The public cloud has transformed the way software applications run. It has essentially allowed businesses and institutions of all types to gain access to on-demand computing, storage and more. In the field of genomics, it gave even the smallest lab access to the same infrastructure being used by the largest research centers and even more in many cases. It also made collaboration more seamless as it provided the opportunity for shared data sources and easier sharing of results. One point of discussion that is still up for debate is whether the cloud is secure enough for life science applications.
To start the debate, let’s use the evolution of Amazon Web Services (AWS) as an example of how far cloud security has come to date. It has now been 12 years since the launch of one of the most popular cloud service providers, the AWS public cloud. In March of 2006, AWS launched with three core services: compute (EC2), storage (S3), and message queuing (SQS). Today, AWS comprises more than 90 services than span across many applications. All of these services are then restricted to users based on their Identity and Access Management (IAM). Account administrators have access control lists in which they can manage user credentials and access. This isn’t just an AWS story, every other cloud provider (e.g. Microsoft Azure, Google Cloud Platform) has a parallel story of how they’ve built their services around security. Security became even a larger priority for cloud providers to support the demand from life sciences users as HIPAA Omnibus rule took effect on 2013. Since then, cloud providers have developed quick deployment guides, architecture recommendations and have trained third-party solution providers to make sure users have readily available information about maintaining a secure cloud.

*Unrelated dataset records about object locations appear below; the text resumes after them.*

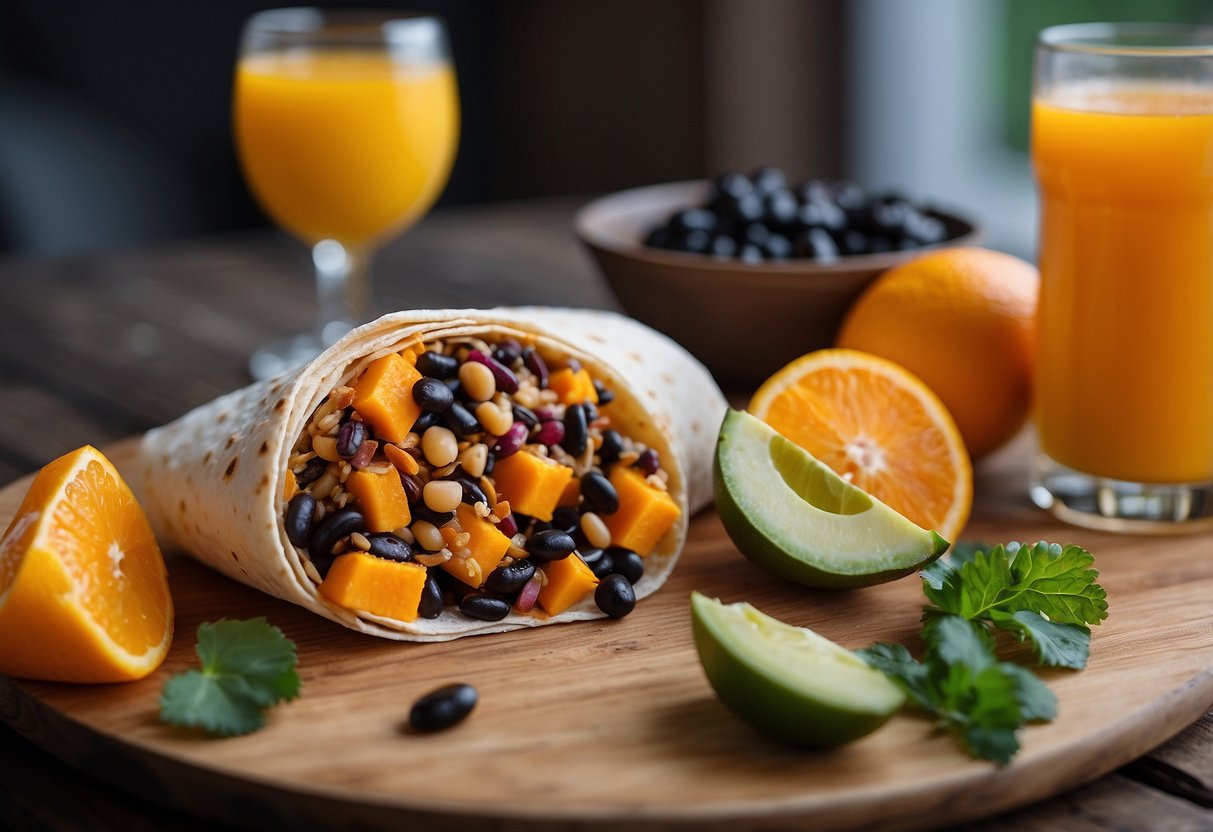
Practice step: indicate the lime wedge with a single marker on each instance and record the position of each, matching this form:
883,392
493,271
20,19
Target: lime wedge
789,682
795,517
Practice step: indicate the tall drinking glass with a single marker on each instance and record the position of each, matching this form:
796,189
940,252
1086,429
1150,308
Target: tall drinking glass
346,124
1122,147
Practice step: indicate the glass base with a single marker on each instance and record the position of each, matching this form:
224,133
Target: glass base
1114,505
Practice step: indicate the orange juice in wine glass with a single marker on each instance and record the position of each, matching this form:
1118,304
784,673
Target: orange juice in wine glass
347,125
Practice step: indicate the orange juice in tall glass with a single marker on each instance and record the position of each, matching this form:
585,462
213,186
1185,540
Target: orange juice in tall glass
346,123
1122,147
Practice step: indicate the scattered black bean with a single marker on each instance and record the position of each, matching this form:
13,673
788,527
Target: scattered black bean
443,708
575,431
536,364
626,563
351,436
427,420
599,494
611,446
413,488
615,596
525,415
312,471
422,512
472,491
331,529
508,580
649,462
460,420
432,395
604,395
300,512
431,604
389,547
551,545
483,607
567,518
436,365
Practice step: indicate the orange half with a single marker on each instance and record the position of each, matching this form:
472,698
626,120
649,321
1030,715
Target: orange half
877,426
84,592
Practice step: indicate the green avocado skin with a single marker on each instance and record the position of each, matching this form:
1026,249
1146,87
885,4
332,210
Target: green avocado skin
756,545
775,710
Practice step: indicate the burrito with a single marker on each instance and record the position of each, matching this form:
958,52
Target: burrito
438,474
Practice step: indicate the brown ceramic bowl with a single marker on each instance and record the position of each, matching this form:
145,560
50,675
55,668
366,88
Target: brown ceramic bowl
742,320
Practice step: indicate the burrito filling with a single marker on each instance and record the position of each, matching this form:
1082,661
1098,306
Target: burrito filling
471,476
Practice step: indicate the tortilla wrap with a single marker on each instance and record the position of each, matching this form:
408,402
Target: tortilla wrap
212,482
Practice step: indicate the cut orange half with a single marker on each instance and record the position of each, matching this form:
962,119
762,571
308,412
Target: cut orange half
84,593
878,427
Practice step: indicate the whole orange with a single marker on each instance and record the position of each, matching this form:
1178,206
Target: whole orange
962,320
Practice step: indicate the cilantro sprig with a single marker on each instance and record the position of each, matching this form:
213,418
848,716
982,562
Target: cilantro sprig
1043,593
246,667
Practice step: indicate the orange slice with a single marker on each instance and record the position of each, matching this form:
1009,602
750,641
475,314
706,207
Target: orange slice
84,593
878,427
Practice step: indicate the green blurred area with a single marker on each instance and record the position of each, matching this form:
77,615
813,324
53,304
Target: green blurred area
1024,18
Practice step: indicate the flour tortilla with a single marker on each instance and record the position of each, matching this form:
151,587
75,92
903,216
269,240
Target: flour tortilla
212,480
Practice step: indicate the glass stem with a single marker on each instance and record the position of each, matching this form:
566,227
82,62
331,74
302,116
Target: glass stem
342,288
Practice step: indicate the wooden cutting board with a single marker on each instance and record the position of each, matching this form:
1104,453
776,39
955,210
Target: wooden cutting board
602,724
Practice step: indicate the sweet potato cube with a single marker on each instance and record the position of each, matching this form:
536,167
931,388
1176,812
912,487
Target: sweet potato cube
569,580
533,484
573,387
487,547
383,397
381,499
644,513
360,581
571,493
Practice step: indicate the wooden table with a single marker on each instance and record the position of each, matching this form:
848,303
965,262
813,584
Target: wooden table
104,346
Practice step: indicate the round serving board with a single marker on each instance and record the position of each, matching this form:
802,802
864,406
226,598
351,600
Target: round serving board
609,723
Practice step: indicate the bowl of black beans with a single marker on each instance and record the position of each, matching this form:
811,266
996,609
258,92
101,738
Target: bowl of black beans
751,271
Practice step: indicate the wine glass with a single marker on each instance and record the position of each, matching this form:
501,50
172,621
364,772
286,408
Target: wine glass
346,124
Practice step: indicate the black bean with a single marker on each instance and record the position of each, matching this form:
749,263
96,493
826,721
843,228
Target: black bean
351,436
602,565
312,471
436,365
604,395
300,512
331,529
413,488
611,446
649,462
443,708
483,607
427,420
472,491
615,596
536,364
525,415
431,604
575,432
599,494
626,563
389,547
432,395
565,518
551,545
422,512
508,580
460,420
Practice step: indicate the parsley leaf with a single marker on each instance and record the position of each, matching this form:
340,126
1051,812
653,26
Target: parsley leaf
978,699
248,666
1043,593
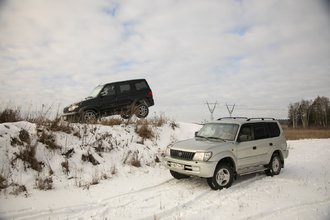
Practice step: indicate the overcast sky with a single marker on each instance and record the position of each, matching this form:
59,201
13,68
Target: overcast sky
259,55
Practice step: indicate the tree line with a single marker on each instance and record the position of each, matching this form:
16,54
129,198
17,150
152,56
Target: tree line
309,113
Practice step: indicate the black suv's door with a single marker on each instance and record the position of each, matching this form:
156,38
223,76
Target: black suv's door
125,95
108,99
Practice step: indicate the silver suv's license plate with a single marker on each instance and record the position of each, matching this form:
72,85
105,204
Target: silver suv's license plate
177,166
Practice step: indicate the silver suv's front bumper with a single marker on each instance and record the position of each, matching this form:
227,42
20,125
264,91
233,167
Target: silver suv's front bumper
190,168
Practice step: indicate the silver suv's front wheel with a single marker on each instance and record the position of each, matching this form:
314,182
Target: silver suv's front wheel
223,177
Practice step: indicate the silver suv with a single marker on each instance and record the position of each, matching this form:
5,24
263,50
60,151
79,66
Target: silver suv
228,147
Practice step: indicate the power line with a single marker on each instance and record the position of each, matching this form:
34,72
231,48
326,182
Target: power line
211,109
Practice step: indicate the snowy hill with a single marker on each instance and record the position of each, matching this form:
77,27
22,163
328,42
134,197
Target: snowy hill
77,154
112,172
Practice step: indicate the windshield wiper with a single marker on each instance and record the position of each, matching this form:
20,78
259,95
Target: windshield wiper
217,138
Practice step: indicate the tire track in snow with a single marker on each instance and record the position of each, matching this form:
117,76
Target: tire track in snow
31,213
288,208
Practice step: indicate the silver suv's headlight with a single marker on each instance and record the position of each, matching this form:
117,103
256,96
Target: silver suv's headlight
73,107
168,150
202,156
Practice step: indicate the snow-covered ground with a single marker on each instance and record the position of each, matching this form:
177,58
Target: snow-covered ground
301,191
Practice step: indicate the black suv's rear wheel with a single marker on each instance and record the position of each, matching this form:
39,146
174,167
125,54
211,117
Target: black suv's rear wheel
142,110
223,177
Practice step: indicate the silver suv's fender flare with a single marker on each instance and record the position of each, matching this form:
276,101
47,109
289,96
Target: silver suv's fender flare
227,155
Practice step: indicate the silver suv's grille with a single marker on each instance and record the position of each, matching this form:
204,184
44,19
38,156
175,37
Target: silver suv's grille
184,155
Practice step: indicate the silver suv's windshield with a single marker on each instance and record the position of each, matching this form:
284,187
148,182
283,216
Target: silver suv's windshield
222,131
95,91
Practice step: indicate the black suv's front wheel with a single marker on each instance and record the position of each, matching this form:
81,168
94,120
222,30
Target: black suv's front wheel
89,116
142,110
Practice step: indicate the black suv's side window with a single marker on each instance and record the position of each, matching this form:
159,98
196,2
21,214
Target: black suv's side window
124,88
141,85
274,130
109,90
260,131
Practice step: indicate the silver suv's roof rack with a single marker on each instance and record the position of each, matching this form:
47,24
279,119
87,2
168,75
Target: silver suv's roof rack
219,119
249,119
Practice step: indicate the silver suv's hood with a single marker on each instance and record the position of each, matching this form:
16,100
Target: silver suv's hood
199,144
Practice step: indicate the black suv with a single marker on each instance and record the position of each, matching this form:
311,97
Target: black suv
125,98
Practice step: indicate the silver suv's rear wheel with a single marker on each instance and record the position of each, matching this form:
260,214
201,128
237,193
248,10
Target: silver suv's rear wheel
223,177
275,165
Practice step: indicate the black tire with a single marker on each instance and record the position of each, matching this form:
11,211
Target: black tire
177,175
275,165
126,116
89,116
223,177
141,110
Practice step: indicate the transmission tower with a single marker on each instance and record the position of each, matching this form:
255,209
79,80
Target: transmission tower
211,109
230,110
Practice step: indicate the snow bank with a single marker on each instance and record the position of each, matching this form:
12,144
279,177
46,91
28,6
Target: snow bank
44,159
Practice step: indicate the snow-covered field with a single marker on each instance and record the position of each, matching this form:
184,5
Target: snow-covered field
301,191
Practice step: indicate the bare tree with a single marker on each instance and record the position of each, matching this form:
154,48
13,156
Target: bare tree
305,110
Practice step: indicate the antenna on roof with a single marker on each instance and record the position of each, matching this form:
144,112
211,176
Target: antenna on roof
211,109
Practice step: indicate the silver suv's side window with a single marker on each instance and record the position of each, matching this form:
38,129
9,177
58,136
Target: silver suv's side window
245,133
257,131
260,131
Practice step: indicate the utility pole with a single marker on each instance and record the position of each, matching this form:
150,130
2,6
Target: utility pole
211,109
230,111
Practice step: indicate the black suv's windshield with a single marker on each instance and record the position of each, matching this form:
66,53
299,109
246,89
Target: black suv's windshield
222,131
95,91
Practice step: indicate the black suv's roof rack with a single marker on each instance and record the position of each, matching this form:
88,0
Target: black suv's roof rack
219,119
249,119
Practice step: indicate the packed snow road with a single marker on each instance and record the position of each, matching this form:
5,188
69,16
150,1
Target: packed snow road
301,191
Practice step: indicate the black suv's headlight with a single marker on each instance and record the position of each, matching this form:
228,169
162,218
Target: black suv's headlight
73,107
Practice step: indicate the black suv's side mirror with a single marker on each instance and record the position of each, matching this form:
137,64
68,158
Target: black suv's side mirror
103,93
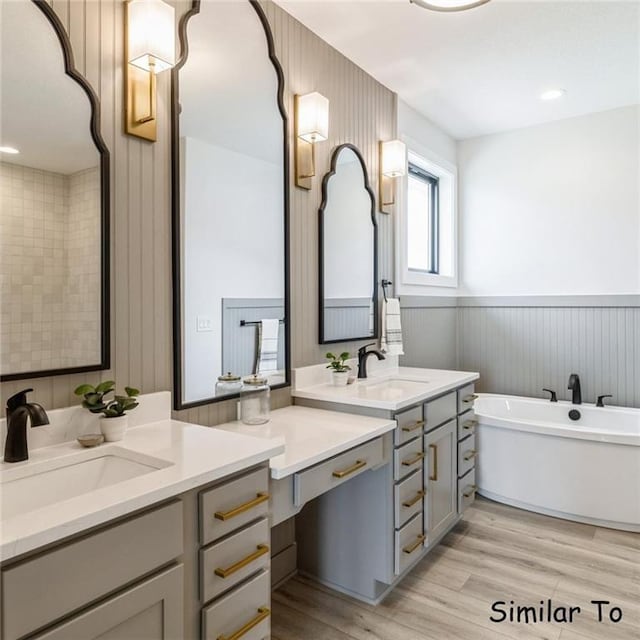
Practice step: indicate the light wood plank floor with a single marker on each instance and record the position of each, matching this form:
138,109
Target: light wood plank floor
495,553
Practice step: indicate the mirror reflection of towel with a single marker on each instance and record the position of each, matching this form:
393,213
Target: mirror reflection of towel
391,340
267,359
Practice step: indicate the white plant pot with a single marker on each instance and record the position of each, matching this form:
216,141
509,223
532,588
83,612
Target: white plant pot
339,378
113,428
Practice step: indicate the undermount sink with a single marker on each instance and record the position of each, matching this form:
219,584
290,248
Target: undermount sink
40,484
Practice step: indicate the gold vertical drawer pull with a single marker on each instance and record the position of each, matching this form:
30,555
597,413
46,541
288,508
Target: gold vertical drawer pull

Thinking of what are going to be some of the next advances in data security, we can only speculate new technology such as blockchain (not to be confused with Bitcoins) to start playing a bigger role in genomics data security. Blockchain would provide better record keeping based on its core competency in being a ledger that cannot be manipulated. In this realm, the patient itself would have more visibility and control as to how its DNA data is being used and where. As a result, we could expect more individuals voluntarily submitting genomic and health data as they are able to see the effect of their contribution to breakthrough studies while not worrying about data misuse. Without using blockchain, The Harvard Personal Genome Project started such an effort, but contributions have not been at a large scale as from a study (1) we know that most people (86% in the study) fear misuse of their personal information. Genomics is already Big Data problem but to answer many of the toughest problems in medicine, there is still a need for even more data and giving power to the individual will be key regardless of the technology being used.
With or without blockchain, DNA data will continue to grow in exponential rates, genomics researchers and other bioinformaticians should not fear the cloud but should rather embrace it as it opens the opportunity for an accelerated path to insights by leveraging its scalability and flexibility.